# Originally published in:
# https://eehh-stanford.github.io/SNA-workshop/intro-r.html#summarizing-data
# The easiest and most frequently used ways to read data in to R is reading data from plain-text (ASCII) files. These files can be space, tab, or comma delimited.
# R expects delimited files to be "white-space delimited" with values separated by either tabs or spaces and rows separated by carriage returns.

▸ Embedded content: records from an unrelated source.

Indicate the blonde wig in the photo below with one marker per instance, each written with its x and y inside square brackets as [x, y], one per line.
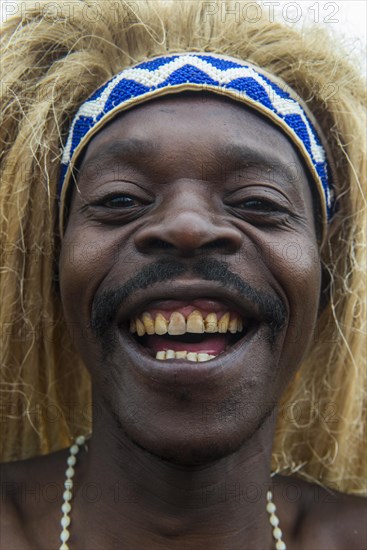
[53, 57]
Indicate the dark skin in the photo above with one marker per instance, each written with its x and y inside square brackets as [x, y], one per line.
[168, 476]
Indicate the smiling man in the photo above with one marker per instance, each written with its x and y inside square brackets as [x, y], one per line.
[182, 203]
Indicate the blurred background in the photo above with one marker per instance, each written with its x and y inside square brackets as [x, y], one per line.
[346, 17]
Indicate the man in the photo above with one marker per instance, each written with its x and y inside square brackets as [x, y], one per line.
[183, 207]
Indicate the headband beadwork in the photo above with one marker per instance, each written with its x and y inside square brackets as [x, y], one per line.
[175, 73]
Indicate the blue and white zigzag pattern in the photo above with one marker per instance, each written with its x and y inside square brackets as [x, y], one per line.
[203, 70]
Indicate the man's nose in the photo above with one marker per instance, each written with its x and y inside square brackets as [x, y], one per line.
[188, 231]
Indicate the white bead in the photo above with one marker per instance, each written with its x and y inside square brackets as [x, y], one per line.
[65, 508]
[277, 532]
[71, 460]
[80, 440]
[74, 449]
[65, 522]
[70, 472]
[65, 535]
[68, 484]
[274, 520]
[67, 495]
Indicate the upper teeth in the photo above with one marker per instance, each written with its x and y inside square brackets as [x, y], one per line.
[177, 324]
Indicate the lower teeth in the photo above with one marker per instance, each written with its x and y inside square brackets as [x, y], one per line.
[188, 355]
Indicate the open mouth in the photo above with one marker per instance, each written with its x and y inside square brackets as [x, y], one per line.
[197, 331]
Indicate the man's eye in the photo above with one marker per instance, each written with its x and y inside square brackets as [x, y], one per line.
[260, 205]
[121, 201]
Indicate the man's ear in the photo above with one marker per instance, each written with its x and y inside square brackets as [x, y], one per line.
[324, 289]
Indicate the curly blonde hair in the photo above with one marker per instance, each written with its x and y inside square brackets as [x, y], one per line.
[51, 61]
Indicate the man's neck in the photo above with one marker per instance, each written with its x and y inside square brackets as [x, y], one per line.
[129, 495]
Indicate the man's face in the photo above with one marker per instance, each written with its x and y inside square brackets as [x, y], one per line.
[188, 207]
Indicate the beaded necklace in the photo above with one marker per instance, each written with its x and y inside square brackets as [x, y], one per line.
[68, 495]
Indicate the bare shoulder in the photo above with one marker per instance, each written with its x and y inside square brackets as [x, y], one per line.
[31, 495]
[325, 518]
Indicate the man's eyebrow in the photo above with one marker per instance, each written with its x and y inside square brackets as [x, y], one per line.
[122, 150]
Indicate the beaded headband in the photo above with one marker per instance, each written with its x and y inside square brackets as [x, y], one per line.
[173, 73]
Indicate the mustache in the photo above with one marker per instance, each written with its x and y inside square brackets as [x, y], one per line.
[106, 304]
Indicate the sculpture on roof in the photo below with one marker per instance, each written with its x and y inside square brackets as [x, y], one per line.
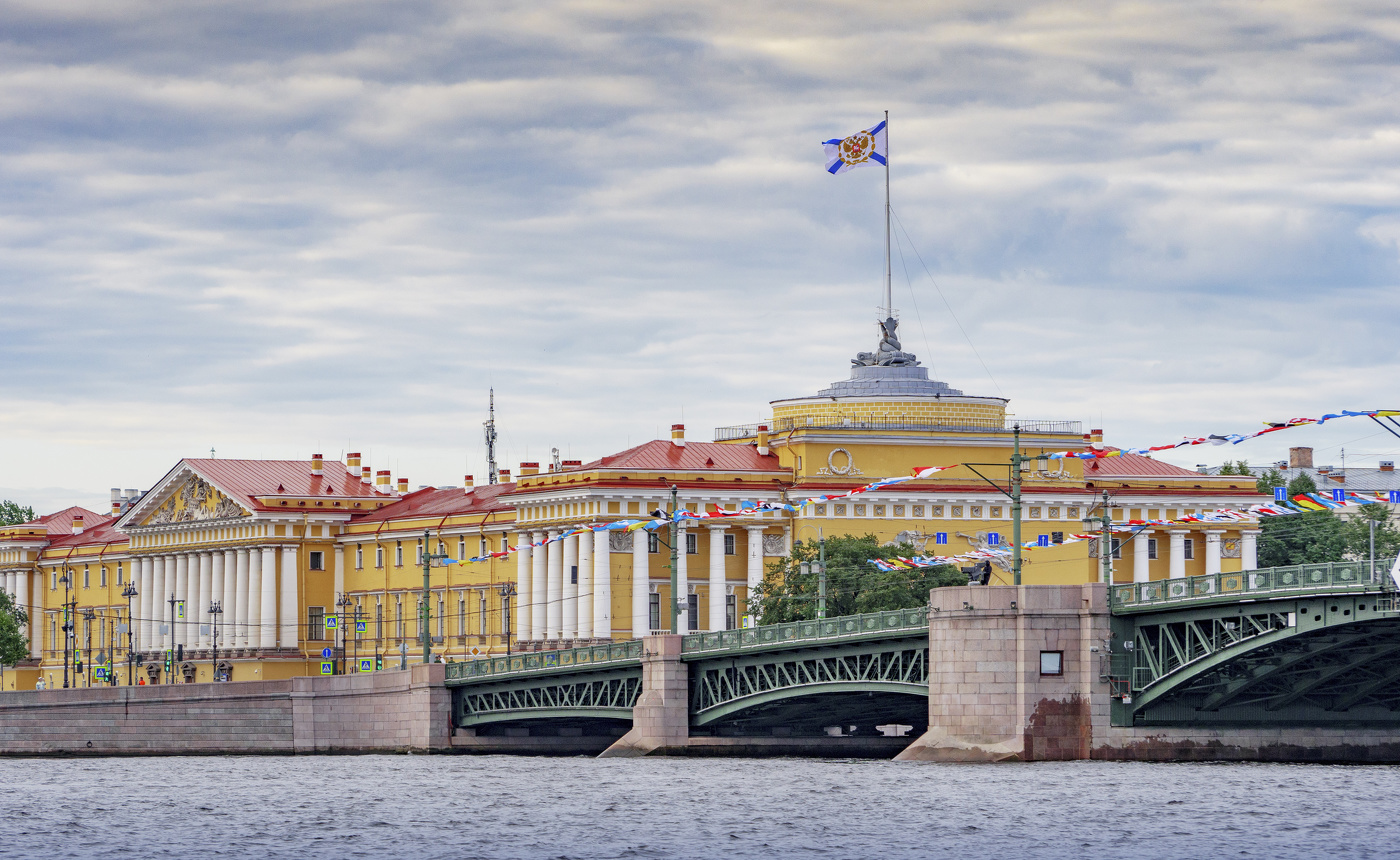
[889, 353]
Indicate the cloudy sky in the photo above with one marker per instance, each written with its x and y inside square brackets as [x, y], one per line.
[273, 229]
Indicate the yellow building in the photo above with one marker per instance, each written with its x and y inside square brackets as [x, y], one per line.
[261, 569]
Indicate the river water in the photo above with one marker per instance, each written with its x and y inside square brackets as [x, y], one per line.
[384, 806]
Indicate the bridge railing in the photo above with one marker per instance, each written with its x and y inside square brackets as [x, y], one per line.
[1270, 581]
[492, 667]
[846, 626]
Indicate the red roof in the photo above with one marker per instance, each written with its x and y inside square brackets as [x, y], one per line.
[661, 455]
[248, 478]
[450, 502]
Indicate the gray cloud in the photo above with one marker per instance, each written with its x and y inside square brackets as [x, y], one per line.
[273, 227]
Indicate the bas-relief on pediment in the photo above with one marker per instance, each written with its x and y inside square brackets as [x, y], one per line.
[196, 502]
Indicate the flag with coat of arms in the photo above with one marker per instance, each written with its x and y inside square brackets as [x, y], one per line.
[857, 150]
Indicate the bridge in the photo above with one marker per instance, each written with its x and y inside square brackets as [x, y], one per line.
[1302, 646]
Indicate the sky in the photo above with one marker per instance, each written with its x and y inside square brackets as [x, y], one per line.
[294, 227]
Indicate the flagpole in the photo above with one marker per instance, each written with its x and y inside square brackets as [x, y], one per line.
[889, 300]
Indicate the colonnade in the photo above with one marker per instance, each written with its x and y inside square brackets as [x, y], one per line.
[564, 587]
[259, 608]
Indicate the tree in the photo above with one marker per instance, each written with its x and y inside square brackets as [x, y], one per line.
[853, 584]
[1269, 481]
[11, 513]
[14, 646]
[1304, 483]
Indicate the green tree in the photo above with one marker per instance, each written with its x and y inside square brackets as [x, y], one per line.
[1304, 483]
[11, 513]
[14, 646]
[853, 584]
[1270, 479]
[1308, 538]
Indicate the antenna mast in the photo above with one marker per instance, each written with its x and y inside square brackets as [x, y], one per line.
[490, 441]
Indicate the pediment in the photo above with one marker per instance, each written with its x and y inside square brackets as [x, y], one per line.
[195, 500]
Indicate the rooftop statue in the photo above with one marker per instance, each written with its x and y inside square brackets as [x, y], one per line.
[889, 352]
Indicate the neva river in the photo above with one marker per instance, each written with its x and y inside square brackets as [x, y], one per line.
[577, 807]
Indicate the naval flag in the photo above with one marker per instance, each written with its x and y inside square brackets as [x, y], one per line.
[856, 150]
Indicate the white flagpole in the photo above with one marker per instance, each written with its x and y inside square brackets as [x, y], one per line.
[889, 300]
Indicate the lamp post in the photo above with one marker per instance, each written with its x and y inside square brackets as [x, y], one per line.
[216, 608]
[130, 628]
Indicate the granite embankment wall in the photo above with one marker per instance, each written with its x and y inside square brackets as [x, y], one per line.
[373, 712]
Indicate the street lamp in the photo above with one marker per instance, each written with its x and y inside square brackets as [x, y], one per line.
[130, 654]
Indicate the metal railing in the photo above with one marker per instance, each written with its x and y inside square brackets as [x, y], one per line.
[1270, 581]
[723, 434]
[529, 661]
[846, 626]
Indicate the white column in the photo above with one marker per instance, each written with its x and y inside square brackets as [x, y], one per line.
[640, 586]
[268, 601]
[585, 586]
[1249, 549]
[522, 587]
[538, 587]
[569, 570]
[716, 577]
[755, 556]
[602, 584]
[1213, 549]
[240, 629]
[555, 590]
[1178, 563]
[181, 594]
[289, 609]
[682, 584]
[1140, 560]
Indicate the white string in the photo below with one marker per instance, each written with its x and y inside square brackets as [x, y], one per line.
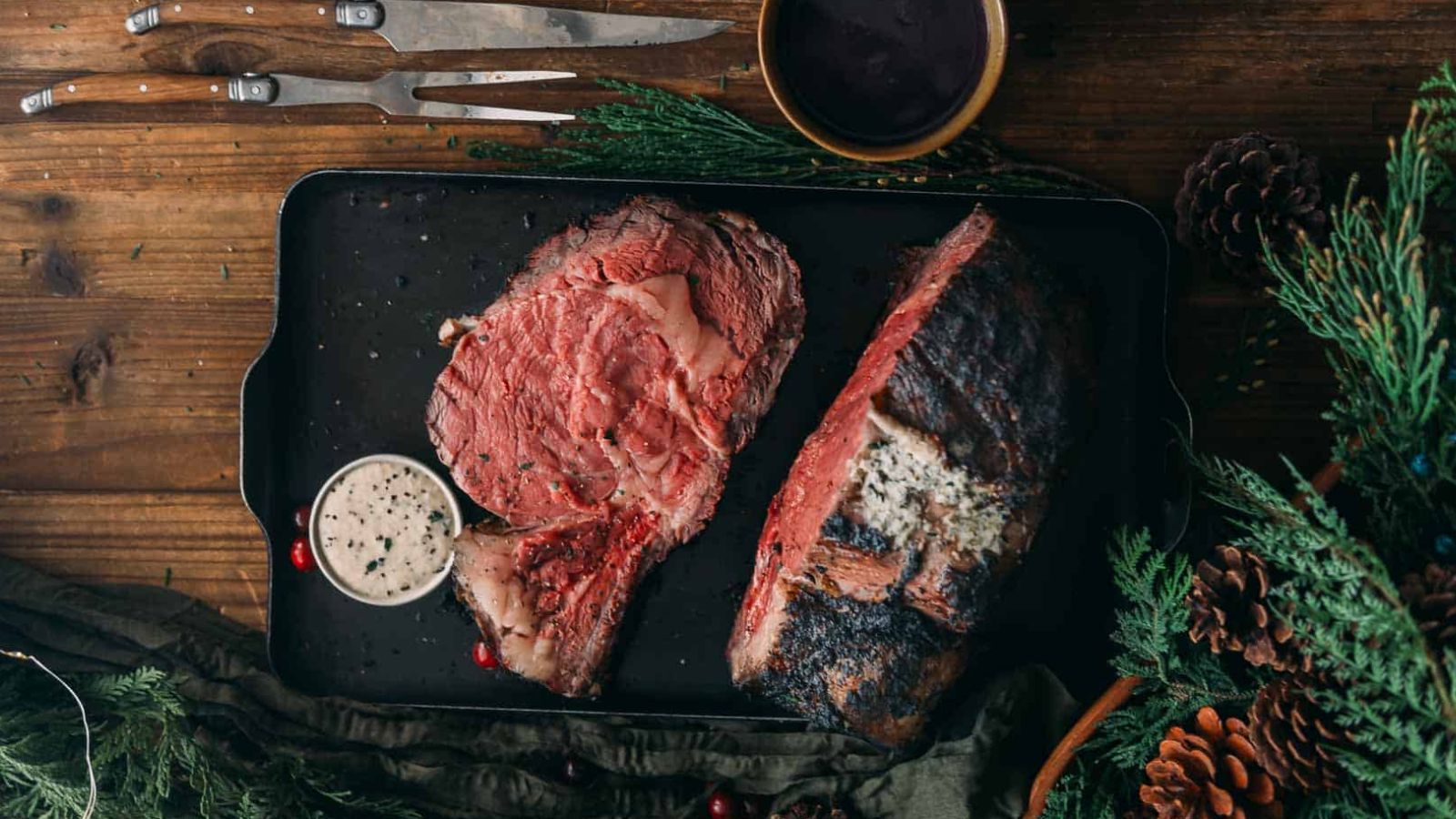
[91, 773]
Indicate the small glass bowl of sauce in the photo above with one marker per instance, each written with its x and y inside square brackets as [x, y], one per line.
[383, 530]
[881, 80]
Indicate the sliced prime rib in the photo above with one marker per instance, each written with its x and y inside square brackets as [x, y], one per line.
[919, 491]
[594, 409]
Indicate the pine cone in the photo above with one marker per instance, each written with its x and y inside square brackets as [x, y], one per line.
[1208, 773]
[1229, 605]
[1293, 736]
[1242, 186]
[1431, 596]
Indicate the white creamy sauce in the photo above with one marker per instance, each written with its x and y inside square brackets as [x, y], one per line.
[903, 486]
[385, 530]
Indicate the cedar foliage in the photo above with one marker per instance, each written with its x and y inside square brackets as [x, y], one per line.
[1382, 296]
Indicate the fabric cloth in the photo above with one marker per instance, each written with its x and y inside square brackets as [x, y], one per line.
[460, 763]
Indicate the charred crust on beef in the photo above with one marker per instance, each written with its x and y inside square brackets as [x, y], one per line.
[878, 651]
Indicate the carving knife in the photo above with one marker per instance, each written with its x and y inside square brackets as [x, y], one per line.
[436, 25]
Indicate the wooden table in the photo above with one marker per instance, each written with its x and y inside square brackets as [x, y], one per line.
[123, 343]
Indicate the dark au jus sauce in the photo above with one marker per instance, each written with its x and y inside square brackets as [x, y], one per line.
[881, 72]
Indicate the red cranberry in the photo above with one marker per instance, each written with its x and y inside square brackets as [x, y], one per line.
[484, 656]
[302, 555]
[721, 804]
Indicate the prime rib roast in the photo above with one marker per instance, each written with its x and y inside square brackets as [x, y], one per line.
[919, 491]
[594, 409]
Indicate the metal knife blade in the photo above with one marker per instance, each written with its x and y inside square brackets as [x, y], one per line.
[441, 25]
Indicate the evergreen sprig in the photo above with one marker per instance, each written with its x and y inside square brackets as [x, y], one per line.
[1380, 295]
[1392, 693]
[1179, 678]
[1152, 634]
[152, 760]
[660, 135]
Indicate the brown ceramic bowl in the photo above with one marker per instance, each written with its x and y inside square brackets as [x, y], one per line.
[925, 143]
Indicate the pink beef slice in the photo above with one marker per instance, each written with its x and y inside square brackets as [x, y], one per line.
[919, 491]
[594, 409]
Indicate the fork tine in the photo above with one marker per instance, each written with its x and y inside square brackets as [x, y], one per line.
[453, 111]
[443, 79]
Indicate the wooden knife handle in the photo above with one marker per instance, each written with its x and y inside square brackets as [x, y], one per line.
[143, 89]
[259, 14]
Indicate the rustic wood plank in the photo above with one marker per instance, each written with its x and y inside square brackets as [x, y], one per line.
[208, 541]
[157, 242]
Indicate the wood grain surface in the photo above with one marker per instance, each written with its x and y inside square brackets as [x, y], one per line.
[123, 341]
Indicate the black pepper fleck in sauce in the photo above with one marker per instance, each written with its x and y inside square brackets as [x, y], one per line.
[881, 72]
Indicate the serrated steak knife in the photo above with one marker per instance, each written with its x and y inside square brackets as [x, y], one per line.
[436, 25]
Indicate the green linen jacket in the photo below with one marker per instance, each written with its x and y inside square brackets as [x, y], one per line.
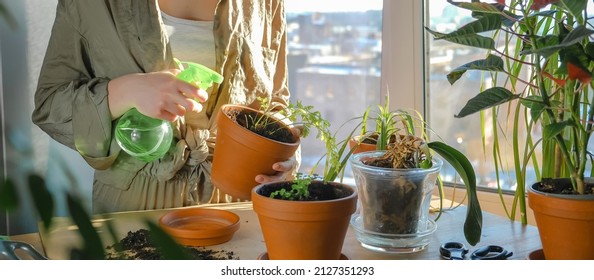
[94, 41]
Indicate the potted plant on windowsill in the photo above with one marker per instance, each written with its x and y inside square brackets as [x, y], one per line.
[308, 217]
[395, 183]
[554, 49]
[250, 141]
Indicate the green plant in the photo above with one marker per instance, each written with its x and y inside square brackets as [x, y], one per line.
[92, 246]
[335, 159]
[543, 50]
[406, 147]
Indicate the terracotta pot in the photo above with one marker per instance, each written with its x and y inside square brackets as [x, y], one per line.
[565, 224]
[359, 147]
[304, 230]
[241, 154]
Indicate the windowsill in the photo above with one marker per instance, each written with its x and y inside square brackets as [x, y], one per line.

# It's always a good idea to specify whether or not you have a header (i.e., column names).
# If you don't, say `header=FALS`; if you do, say `header=TRUE`
(kids <- read.table("https://web.stanford.edu/class/earthsys214/data/strayer_strayer1976-fig2.txt", header=FALSE))
## V1 V2 V3 V4 V5 V6 V7 V8 V9 V10 V11 V12 V13 V14 V15 V16 V17
## 1 0 1 3 4 1 0 0 1 1 0 1 0 7 0 1 0 0
## 2 1 0 7 8 2 1 1 12 3 0 1 1 4 1 0 0 2
## 3 1 4 0 7 3 2 2 0 1 0 8 1 5 5 0 0 1
## 4 3 3 2 0 3 1 13 3 5 1 0 0 8 3 0 2 1
## 5 1 0 0 3 0 4 6 0 8 5 1 0 1 3 0 2 1
## 6 0 0 0 0 0 0 2 8 11 0 4 0 4 3 0 1 0
## 7 1 0 1 9 3 4 0 2 0 0 1 0 7 9 1 1 0
## 8 0 0 0 1 1 1 2 0 7 5 1 1 1 0 0 0 0
## 9 1 1 1 2 5 11 0 3 0 0 0 0 1 0 0 0 0
## 10 0 0 0 0 0 0 1 0 0 0 0 11 0 1 0 1 4
## 11 4 0 4 3 3 2 1 0 0 0 0 3 11 5 0 2 2
## 12 0 0 0 0 0 0 0 0 0 2 0 0 2 0 8 0 0
## 13 0 1 9 3 0 3 6 0 0 0 11 2 0 1 0 7 5
## 14 0 1 4 0 1 2 1 0 0 0 1 0 1 0 0 0 0
## 15 0 0 0 0 0 0 0 0 0 0 0 3 0 0 0 0 0
## 16 0 0 0 0 0 1 0 0 0 0 0 1 1 0 0 0 0
## 17 0 0 0 0 0 0 0 0 1 1 0 0 0 0 0 0 0
# If your file is delimited by something other than spaces, ti's a good idea to use a slightly different function, `read.delim()` and specify exactly what the delimiter is.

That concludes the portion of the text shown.